Once you can see the difference for a single incident, it becomes much easier to build a case for broader adoption. Leaders can see how the approach reduces risk and improves assurance, practitioners can see how it cuts manual effort and customers can see how it strengthens trust. At that point, booking a full demo of ISMS.online is less about exploration and more about planning how quickly you can move your wider incident process into a governed, ISO‑aligned system that feels natural to use every day.

Book a demo

Frequently Asked Questions

What is an ISO 27001‑aligned incident response runbook template for an MSP?

An ISO 27001‑aligned incident response runbook for an MSP is a single, reusable playbook that turns the standard’s incident requirements into clear, repeatable workflows your teams can follow for every customer. It walks you from first alert through triage, containment, eradication, recovery, closure and review, while spelling out who does what, for which tenants, in what order, and what needs to be recorded for customers and auditors.

Which sections make a runbook genuinely usable under pressure?

You want a template that makes sense at 2 a.m. as well as in an ISO 27001 audit. At minimum it should include:

1. Scope, definitions and triggers

Define:

Which environments, services and tenants are covered.
What counts as an information security incident (authorised vs unauthorised change, security‑relevant outages, suspected compromise).
Clear triggers for “declare an incident now” vs “raise a ticket and monitor”.

That removes ambiguity and stops teams arguing about whether something “really is” an incident.

2. Roles, lifecycle and severity

Set out:

Concrete roles such as incident manager, first responder, platform engineer, account manager, customer security contact and vendor contact.
A simple lifecycle (for example: detect → assess → contain → eradicate → recover → close → review).
A straightforward severity model that influences response times, escalation paths and communication expectations.

This gives you a backbone your engineers can memorise and reuse across incident types.

3. Phase‑by‑phase steps, communication and evidence

For each phase, include:

Tasks and decision points written in the language your responders already use.
Communication prompts (who to notify, by which channel, within what timeframe).
Evidence requirements (minimum logs, artefacts and approvals to capture).

If you design the template once and apply it consistently across customers, you reduce improvisation, shorten training time and give yourself clean, comparable records. When you store and run that template from a platform such as ISMS.online, you can also manage version control, assignments and links into your wider Information Security Management System (ISMS) instead of relying on static documents.

How should an MSP incident runbook line up with ISO 27001:2022 and Annex A?

Your incident runbook should make it straightforward to show how everyday response activities satisfy ISO 27001:2022 and Annex A without forcing responders to think in clause numbers. You want to be able to take an auditor from a requirement in the standard to the exact template sections, records and improvement actions that demonstrate how you meet it.

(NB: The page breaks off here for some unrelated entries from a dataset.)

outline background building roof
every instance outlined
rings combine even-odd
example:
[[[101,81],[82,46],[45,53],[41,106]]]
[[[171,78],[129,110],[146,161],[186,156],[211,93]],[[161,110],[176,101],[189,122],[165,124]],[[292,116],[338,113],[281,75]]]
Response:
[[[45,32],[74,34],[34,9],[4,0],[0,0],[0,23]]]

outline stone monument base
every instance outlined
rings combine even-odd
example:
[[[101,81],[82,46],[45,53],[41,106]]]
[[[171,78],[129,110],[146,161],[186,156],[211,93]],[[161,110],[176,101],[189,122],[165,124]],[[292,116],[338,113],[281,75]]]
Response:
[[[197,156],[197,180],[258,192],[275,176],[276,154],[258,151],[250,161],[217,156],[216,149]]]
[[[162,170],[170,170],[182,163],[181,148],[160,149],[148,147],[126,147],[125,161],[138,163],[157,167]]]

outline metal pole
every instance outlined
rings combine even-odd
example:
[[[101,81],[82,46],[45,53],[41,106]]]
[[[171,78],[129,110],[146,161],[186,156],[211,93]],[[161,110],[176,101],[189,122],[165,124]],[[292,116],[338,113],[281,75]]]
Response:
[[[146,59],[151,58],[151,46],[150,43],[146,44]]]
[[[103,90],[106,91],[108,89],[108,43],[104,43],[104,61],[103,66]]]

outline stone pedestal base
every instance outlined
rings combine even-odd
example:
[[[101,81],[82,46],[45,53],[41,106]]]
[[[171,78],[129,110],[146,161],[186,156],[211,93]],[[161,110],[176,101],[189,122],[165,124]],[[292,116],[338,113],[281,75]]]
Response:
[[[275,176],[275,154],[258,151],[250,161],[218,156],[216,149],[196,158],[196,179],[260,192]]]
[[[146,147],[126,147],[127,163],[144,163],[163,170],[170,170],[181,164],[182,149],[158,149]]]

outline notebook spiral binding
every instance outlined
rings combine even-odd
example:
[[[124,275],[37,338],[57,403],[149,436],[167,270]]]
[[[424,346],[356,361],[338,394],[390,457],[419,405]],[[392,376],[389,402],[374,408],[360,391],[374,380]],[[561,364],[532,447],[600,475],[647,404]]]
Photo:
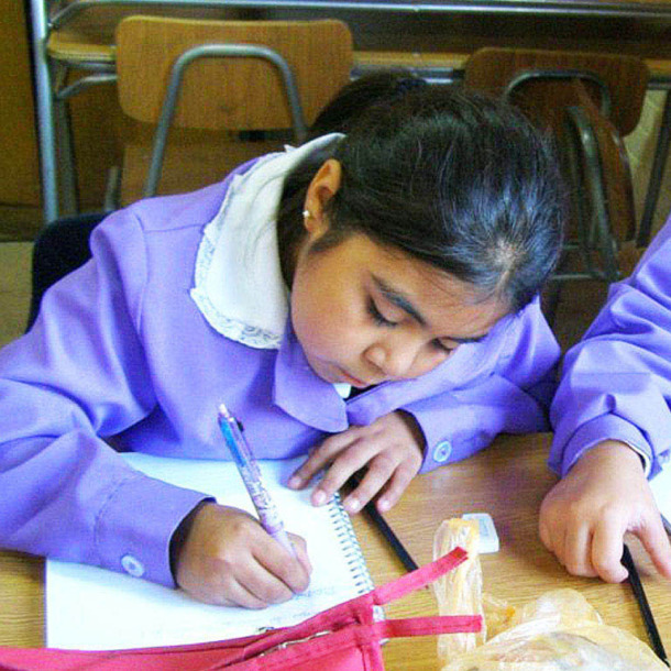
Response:
[[[369,573],[356,534],[354,534],[352,520],[342,506],[340,494],[333,496],[331,505],[329,506],[329,516],[333,520],[336,534],[345,551],[346,563],[350,572],[354,576],[354,584],[360,594],[365,594],[373,590],[375,585]]]

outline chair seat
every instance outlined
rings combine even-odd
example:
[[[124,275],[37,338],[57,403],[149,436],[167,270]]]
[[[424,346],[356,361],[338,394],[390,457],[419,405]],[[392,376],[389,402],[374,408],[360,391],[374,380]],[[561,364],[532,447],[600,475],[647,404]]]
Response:
[[[166,151],[158,194],[182,194],[223,179],[233,168],[263,154],[282,151],[284,142],[220,142],[170,144]],[[130,205],[143,197],[150,168],[150,144],[129,144],[124,148],[120,202]]]

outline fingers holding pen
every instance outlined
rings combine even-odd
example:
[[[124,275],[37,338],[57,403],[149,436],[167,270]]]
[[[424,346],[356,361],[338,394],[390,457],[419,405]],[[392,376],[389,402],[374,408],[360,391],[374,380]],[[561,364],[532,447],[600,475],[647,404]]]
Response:
[[[305,542],[295,557],[238,508],[208,504],[194,518],[176,564],[176,582],[212,604],[263,608],[302,592],[311,571]]]

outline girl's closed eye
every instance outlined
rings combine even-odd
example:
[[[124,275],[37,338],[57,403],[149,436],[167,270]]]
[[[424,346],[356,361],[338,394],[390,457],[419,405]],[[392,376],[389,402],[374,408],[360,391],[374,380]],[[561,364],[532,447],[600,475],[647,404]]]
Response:
[[[388,327],[388,328],[394,328],[394,327],[398,326],[397,321],[392,321],[391,319],[387,319],[380,311],[380,309],[375,305],[375,300],[373,300],[372,297],[369,297],[366,309],[367,309],[369,315],[373,318],[373,321],[375,321],[376,326]]]
[[[459,345],[449,345],[449,344],[444,343],[442,340],[437,338],[436,340],[433,340],[433,346],[439,352],[443,352],[444,354],[447,354],[449,356]]]

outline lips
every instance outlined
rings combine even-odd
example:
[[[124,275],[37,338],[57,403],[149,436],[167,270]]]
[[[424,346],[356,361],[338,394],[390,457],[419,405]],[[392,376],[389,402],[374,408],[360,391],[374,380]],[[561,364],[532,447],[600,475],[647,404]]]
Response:
[[[372,384],[374,384],[374,383],[370,383],[370,382],[363,382],[363,380],[359,380],[359,377],[354,377],[353,375],[350,375],[343,369],[340,369],[340,373],[343,377],[343,382],[351,384],[353,387],[356,387],[358,389],[363,389],[363,388],[370,387]]]

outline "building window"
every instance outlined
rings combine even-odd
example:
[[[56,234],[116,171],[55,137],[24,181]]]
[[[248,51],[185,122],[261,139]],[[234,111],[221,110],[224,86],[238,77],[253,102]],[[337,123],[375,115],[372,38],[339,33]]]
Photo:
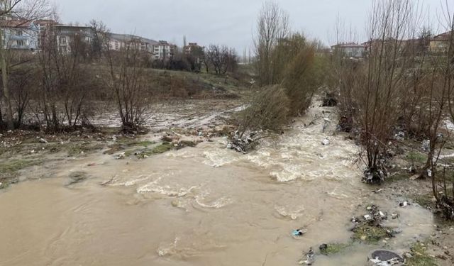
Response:
[[[66,36],[60,36],[58,38],[58,42],[60,44],[66,44]]]

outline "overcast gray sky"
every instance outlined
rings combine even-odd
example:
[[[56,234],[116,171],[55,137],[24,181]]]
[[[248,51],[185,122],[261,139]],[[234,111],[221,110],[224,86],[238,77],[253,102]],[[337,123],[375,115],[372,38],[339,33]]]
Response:
[[[250,46],[252,34],[262,0],[55,0],[64,23],[103,21],[116,33],[133,33],[181,45],[226,44],[239,53]],[[414,0],[415,1],[416,0]],[[443,0],[443,1],[445,0]],[[448,0],[454,6],[454,0]],[[436,23],[441,0],[424,0]],[[292,28],[331,45],[338,14],[347,28],[360,37],[372,0],[280,0],[290,15]],[[454,11],[454,8],[453,9]],[[437,26],[438,27],[438,26]],[[440,28],[438,31],[441,31]]]

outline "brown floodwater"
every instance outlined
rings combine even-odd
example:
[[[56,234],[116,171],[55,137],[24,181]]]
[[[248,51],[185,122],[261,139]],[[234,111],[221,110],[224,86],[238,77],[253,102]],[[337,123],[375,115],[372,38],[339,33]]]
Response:
[[[30,180],[0,193],[0,265],[297,265],[310,247],[350,243],[350,218],[369,203],[399,211],[388,225],[402,233],[316,265],[363,265],[373,249],[402,251],[430,235],[430,212],[372,193],[353,143],[322,133],[321,116],[304,126],[316,116],[321,109],[248,155],[219,138],[142,160],[99,153],[24,172]],[[71,184],[77,171],[89,178]],[[295,239],[299,228],[308,232]]]

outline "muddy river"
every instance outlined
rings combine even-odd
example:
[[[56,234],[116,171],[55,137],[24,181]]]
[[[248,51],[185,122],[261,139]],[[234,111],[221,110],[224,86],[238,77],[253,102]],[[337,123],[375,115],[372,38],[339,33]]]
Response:
[[[373,249],[430,235],[428,211],[361,183],[358,148],[333,126],[322,133],[321,116],[336,118],[321,111],[248,155],[218,138],[141,160],[98,153],[33,168],[24,176],[48,178],[0,193],[0,265],[294,265],[310,247],[349,243],[350,220],[369,203],[398,210],[387,226],[402,233],[315,265],[363,265]],[[77,171],[89,178],[72,184]],[[299,228],[308,232],[295,239]]]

Which ISO 27001 clauses and controls should directly influence the runbook?

A few areas of the standard are particularly relevant to MSP incident response:

Context, planning and operations (Clauses 4, 6 and 8)

These clauses expect you to:

Understand your organisation’s context and interested parties (including customers, regulators and key suppliers).
Plan how you will treat information security risks.
Operate controlled processes that meet information security requirements.

In practice, that means your runbook should:

Reference how incidents support risk treatment plans (for example, each incident record links to the underlying risks and controls it touches).
Reflect different stakeholder needs, such as notification timelines in customer contracts or regulatory reporting thresholds.

Annex A incident management controls (A.5.24–A.5.28)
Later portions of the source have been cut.